DataCleaner
DataCleaner copied to clipboard
Using Excelsheet for output severly degrades performance
Originally submitted by @jacques-hi: When a DC job is configured to write to an excel sheet, data cleaner becomes so slow that editing the job becomes nearly impossible. This only happens if the excel sheet actually contains (a reasonable amount of) data. I looks as if datacleaner loads the complete output file (with results from the previous time the job has run) in memory.
I tested this issue by taking the customers.csv which comes with DataCleaner and copying/pasting all records in it until it was 10 times its original size (from 5115 records to 51150 records). Then I built a job using the larger customers.csv as a datastore and just adding a Create Excel spreadsheet writer to it which just write all values of the customers datastore to the excelsheet. When you run the job you see it slowly slows down. On my computer at first it takes about 4 seconds to process 2000 records. That keeps taking more time and at the end it takes over 10 seconds to process 2000 records.
By adding some logging I saw that the org.datacleaner.job.runner.ConsumeRowHandlerDelegate#consume
kept taking more and more time, which can be taken as a starting point for further investigating this issue.
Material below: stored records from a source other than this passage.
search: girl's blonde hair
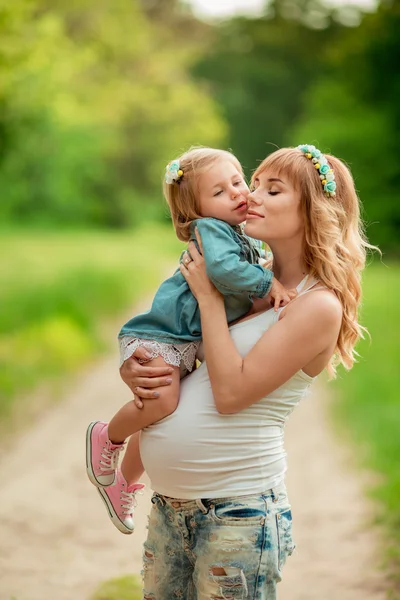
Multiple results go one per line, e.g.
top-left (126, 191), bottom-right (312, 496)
top-left (164, 146), bottom-right (243, 242)
top-left (252, 147), bottom-right (375, 377)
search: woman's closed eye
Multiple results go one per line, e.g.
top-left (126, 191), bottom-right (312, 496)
top-left (268, 189), bottom-right (280, 196)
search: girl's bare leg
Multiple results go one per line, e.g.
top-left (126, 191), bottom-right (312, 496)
top-left (121, 433), bottom-right (144, 485)
top-left (87, 357), bottom-right (180, 534)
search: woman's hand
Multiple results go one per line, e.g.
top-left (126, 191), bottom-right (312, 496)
top-left (120, 347), bottom-right (173, 408)
top-left (180, 228), bottom-right (222, 305)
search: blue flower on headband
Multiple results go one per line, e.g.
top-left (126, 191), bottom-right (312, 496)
top-left (320, 164), bottom-right (330, 175)
top-left (324, 181), bottom-right (337, 193)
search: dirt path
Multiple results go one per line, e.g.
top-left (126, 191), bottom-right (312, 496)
top-left (279, 383), bottom-right (386, 600)
top-left (0, 339), bottom-right (387, 599)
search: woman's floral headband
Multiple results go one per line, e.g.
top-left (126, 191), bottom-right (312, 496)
top-left (165, 159), bottom-right (184, 185)
top-left (297, 144), bottom-right (336, 197)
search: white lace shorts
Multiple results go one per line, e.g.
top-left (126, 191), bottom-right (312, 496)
top-left (119, 336), bottom-right (200, 375)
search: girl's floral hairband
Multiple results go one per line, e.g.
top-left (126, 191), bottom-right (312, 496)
top-left (165, 159), bottom-right (184, 185)
top-left (297, 144), bottom-right (336, 197)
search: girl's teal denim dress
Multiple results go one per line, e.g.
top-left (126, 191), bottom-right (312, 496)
top-left (118, 217), bottom-right (273, 369)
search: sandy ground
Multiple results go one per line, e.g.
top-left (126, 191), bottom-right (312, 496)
top-left (280, 384), bottom-right (386, 600)
top-left (0, 341), bottom-right (387, 599)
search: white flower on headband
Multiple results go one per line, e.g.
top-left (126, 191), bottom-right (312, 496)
top-left (165, 160), bottom-right (184, 184)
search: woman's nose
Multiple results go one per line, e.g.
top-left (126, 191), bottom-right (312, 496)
top-left (247, 191), bottom-right (261, 206)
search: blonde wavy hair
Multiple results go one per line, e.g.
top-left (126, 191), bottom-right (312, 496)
top-left (252, 147), bottom-right (374, 377)
top-left (163, 146), bottom-right (243, 242)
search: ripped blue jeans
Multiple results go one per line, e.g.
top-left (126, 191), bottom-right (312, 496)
top-left (142, 485), bottom-right (295, 599)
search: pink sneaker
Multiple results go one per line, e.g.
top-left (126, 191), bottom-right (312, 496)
top-left (97, 469), bottom-right (145, 534)
top-left (86, 421), bottom-right (124, 487)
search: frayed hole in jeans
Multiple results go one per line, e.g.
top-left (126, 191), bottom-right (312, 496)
top-left (143, 547), bottom-right (155, 574)
top-left (144, 550), bottom-right (154, 560)
top-left (209, 566), bottom-right (248, 599)
top-left (211, 567), bottom-right (228, 577)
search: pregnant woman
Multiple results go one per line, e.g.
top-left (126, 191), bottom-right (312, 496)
top-left (121, 145), bottom-right (370, 599)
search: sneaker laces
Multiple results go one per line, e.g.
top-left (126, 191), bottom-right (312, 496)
top-left (99, 443), bottom-right (123, 472)
top-left (121, 488), bottom-right (144, 516)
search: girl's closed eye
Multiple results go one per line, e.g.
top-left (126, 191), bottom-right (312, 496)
top-left (213, 189), bottom-right (223, 197)
top-left (268, 189), bottom-right (280, 196)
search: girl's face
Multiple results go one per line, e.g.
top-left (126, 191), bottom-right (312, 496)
top-left (197, 160), bottom-right (249, 226)
top-left (244, 170), bottom-right (304, 243)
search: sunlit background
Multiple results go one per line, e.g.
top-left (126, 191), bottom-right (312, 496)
top-left (0, 0), bottom-right (399, 597)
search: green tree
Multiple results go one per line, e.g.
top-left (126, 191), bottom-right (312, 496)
top-left (292, 0), bottom-right (400, 251)
top-left (192, 0), bottom-right (342, 174)
top-left (0, 0), bottom-right (226, 227)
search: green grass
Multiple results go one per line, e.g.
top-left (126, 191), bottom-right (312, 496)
top-left (0, 225), bottom-right (183, 419)
top-left (333, 262), bottom-right (400, 595)
top-left (89, 575), bottom-right (142, 600)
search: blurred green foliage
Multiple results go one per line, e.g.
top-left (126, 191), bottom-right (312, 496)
top-left (0, 226), bottom-right (183, 416)
top-left (193, 0), bottom-right (341, 171)
top-left (1, 0), bottom-right (398, 251)
top-left (292, 1), bottom-right (400, 252)
top-left (193, 0), bottom-right (399, 252)
top-left (0, 0), bottom-right (225, 227)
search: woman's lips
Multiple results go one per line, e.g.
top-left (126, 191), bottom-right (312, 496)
top-left (246, 210), bottom-right (264, 219)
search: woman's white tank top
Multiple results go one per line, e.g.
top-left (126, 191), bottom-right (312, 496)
top-left (140, 276), bottom-right (319, 499)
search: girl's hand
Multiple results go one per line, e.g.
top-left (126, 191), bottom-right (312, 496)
top-left (269, 277), bottom-right (298, 312)
top-left (120, 348), bottom-right (173, 408)
top-left (180, 228), bottom-right (222, 304)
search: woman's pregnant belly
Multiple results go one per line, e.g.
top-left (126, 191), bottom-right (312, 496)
top-left (140, 363), bottom-right (286, 499)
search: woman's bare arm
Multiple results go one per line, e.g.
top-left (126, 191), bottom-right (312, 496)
top-left (181, 235), bottom-right (342, 415)
top-left (197, 290), bottom-right (341, 413)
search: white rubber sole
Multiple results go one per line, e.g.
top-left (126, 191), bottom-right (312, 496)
top-left (97, 487), bottom-right (134, 535)
top-left (85, 421), bottom-right (115, 488)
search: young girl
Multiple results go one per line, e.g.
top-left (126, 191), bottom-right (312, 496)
top-left (86, 147), bottom-right (294, 534)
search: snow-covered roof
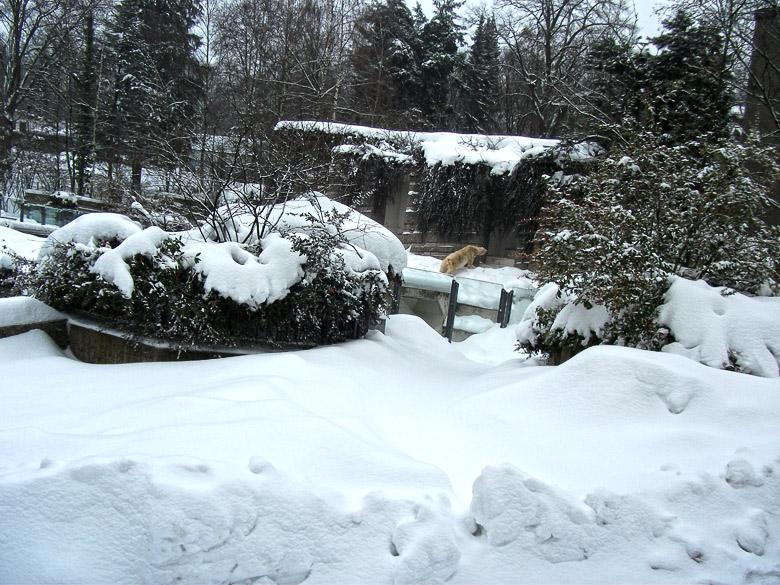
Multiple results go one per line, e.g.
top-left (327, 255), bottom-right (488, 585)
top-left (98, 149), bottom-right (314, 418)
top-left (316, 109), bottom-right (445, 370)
top-left (275, 120), bottom-right (561, 175)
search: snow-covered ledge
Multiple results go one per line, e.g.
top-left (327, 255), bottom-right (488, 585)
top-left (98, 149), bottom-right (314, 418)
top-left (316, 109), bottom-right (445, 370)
top-left (0, 296), bottom-right (68, 348)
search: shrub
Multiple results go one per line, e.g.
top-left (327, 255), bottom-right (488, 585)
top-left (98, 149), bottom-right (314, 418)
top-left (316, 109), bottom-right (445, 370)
top-left (32, 211), bottom-right (389, 349)
top-left (521, 130), bottom-right (780, 358)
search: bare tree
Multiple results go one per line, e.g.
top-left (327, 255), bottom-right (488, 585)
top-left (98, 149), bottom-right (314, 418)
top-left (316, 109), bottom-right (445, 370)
top-left (0, 0), bottom-right (93, 197)
top-left (495, 0), bottom-right (637, 137)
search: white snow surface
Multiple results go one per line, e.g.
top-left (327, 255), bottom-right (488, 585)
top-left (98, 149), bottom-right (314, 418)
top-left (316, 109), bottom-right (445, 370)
top-left (275, 121), bottom-right (559, 175)
top-left (659, 277), bottom-right (780, 378)
top-left (188, 234), bottom-right (305, 306)
top-left (90, 226), bottom-right (170, 297)
top-left (0, 296), bottom-right (64, 328)
top-left (38, 213), bottom-right (142, 260)
top-left (0, 226), bottom-right (44, 268)
top-left (1, 313), bottom-right (779, 584)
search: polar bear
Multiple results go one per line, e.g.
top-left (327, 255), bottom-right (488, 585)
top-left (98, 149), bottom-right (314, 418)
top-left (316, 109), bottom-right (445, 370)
top-left (439, 245), bottom-right (488, 275)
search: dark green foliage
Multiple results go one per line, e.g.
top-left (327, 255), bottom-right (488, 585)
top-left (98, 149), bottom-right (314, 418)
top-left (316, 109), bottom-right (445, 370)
top-left (417, 0), bottom-right (465, 127)
top-left (329, 154), bottom-right (407, 214)
top-left (585, 9), bottom-right (733, 144)
top-left (0, 248), bottom-right (35, 298)
top-left (415, 162), bottom-right (504, 241)
top-left (647, 9), bottom-right (733, 142)
top-left (275, 210), bottom-right (388, 344)
top-left (350, 0), bottom-right (423, 126)
top-left (32, 221), bottom-right (389, 349)
top-left (414, 149), bottom-right (573, 251)
top-left (458, 15), bottom-right (501, 133)
top-left (104, 0), bottom-right (204, 188)
top-left (527, 129), bottom-right (780, 355)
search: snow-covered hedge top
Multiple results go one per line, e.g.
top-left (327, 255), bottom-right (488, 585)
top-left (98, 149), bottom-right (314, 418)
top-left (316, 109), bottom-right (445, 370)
top-left (202, 194), bottom-right (406, 275)
top-left (518, 277), bottom-right (780, 378)
top-left (38, 213), bottom-right (142, 260)
top-left (275, 120), bottom-right (560, 175)
top-left (186, 234), bottom-right (305, 307)
top-left (659, 277), bottom-right (780, 378)
top-left (38, 194), bottom-right (400, 306)
top-left (267, 195), bottom-right (406, 274)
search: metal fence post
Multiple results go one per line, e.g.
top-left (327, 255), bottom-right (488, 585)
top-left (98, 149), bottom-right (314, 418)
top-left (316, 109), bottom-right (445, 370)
top-left (500, 289), bottom-right (514, 328)
top-left (391, 277), bottom-right (402, 315)
top-left (497, 288), bottom-right (508, 327)
top-left (444, 279), bottom-right (459, 342)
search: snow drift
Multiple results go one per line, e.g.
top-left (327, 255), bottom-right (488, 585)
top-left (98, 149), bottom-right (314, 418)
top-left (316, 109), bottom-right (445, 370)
top-left (1, 314), bottom-right (779, 584)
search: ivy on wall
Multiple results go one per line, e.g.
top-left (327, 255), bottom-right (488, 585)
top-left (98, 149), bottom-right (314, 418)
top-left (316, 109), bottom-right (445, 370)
top-left (414, 150), bottom-right (571, 251)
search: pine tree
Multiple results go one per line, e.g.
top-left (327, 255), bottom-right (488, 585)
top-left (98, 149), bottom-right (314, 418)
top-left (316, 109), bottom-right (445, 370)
top-left (350, 0), bottom-right (421, 126)
top-left (418, 0), bottom-right (464, 128)
top-left (73, 10), bottom-right (97, 197)
top-left (459, 14), bottom-right (501, 133)
top-left (646, 9), bottom-right (734, 142)
top-left (105, 0), bottom-right (203, 193)
top-left (528, 129), bottom-right (780, 354)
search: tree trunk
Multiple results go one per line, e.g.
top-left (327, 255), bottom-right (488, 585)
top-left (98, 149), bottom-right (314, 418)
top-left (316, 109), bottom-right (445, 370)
top-left (131, 160), bottom-right (143, 195)
top-left (0, 115), bottom-right (15, 194)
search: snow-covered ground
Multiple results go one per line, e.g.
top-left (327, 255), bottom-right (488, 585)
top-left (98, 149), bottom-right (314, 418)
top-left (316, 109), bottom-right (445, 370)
top-left (0, 226), bottom-right (779, 584)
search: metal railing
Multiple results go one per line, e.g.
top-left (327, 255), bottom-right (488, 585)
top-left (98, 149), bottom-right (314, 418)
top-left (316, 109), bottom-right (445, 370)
top-left (398, 266), bottom-right (535, 342)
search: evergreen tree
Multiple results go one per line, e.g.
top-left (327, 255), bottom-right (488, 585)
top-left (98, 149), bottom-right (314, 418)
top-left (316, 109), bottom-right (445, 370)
top-left (105, 0), bottom-right (203, 192)
top-left (459, 14), bottom-right (501, 133)
top-left (350, 0), bottom-right (421, 126)
top-left (584, 37), bottom-right (645, 128)
top-left (73, 9), bottom-right (97, 197)
top-left (525, 129), bottom-right (780, 356)
top-left (646, 9), bottom-right (733, 142)
top-left (418, 0), bottom-right (464, 128)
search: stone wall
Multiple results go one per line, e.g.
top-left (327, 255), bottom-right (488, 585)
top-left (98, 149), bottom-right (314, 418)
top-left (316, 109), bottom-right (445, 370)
top-left (353, 169), bottom-right (526, 262)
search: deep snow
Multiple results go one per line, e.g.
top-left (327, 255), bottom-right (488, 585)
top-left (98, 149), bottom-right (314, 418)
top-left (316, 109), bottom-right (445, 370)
top-left (1, 223), bottom-right (779, 583)
top-left (1, 314), bottom-right (779, 584)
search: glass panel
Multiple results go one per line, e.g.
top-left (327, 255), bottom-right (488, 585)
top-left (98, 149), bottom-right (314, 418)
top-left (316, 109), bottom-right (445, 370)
top-left (453, 275), bottom-right (503, 309)
top-left (401, 265), bottom-right (538, 334)
top-left (401, 266), bottom-right (455, 294)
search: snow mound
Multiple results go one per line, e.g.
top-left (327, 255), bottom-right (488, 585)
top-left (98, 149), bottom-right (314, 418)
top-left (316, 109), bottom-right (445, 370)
top-left (0, 296), bottom-right (65, 328)
top-left (202, 194), bottom-right (406, 275)
top-left (91, 227), bottom-right (169, 297)
top-left (1, 303), bottom-right (780, 583)
top-left (0, 455), bottom-right (451, 584)
top-left (38, 213), bottom-right (141, 259)
top-left (187, 233), bottom-right (305, 306)
top-left (658, 277), bottom-right (780, 377)
top-left (0, 226), bottom-right (45, 267)
top-left (265, 195), bottom-right (407, 274)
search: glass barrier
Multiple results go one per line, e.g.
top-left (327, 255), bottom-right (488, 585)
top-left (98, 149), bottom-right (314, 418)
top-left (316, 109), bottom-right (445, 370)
top-left (19, 203), bottom-right (80, 227)
top-left (400, 265), bottom-right (537, 335)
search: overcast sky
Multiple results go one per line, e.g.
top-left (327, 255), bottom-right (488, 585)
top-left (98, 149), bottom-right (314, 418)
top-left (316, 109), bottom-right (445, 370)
top-left (409, 0), bottom-right (670, 40)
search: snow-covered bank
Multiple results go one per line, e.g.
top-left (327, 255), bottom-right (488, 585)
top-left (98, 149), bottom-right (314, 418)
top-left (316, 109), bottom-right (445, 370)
top-left (1, 316), bottom-right (779, 583)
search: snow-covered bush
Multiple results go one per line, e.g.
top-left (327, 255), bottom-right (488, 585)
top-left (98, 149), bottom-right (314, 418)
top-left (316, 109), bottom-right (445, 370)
top-left (32, 206), bottom-right (390, 348)
top-left (0, 247), bottom-right (32, 298)
top-left (520, 131), bottom-right (780, 372)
I configured the Create Excel spreadsheet writer in this manner:
<analyzer>
<descriptor ref="Create Excel spreadsheet"/>
<metadata-properties>
<property name="CoordinatesX">306</property>
<property name="CoordinatesY">160</property>
</metadata-properties>
<properties>
<property name="Fields" value="[id,given_name,family_name,company,address_line,post_code,city,country,email,birthdate,gender,job_title,income_amount,income_currency]"/>
<property name="File" value="C:/Temp/DataCleaner-staging.xlsx"/>
<property name="Overwrite sheet if exists" value="true"/>
<property name="Sheet name" value="test"/>
</properties>
<input ref="col_id" name="Columns"/>
<input ref="col_given_name" name="Columns"/>
<input ref="col_family_name" name="Columns"/>
<input ref="col_company" name="Columns"/>
<input ref="col_address_line" name="Columns"/>
<input ref="col_post_code" name="Columns"/>
<input ref="col_city" name="Columns"/>
<input ref="col_country" name="Columns"/>
<input ref="col_email" name="Columns"/>
<input ref="col_birthdate" name="Columns"/>
<input ref="col_gender" name="Columns"/>
<input ref="col_job_title" name="Columns"/>
<input ref="col_income_amount" name="Columns"/>
<input ref="col_income_currency" name="Columns"/>
</analyzer>
I pinpointed it a bit more. It seems like most time is spent in the org.apache.metamodel.excel.ExcelDataContext#executeUpdate(UpdateScript)
method, which first spends a significant portion of time on invoking UpdateScript#run(UpdateCallback)
and then another significant portion of time on invoking UpdateCallback#close()
.
I believe that Apache POI does not release the memory after usage, therefore causing DC slowness.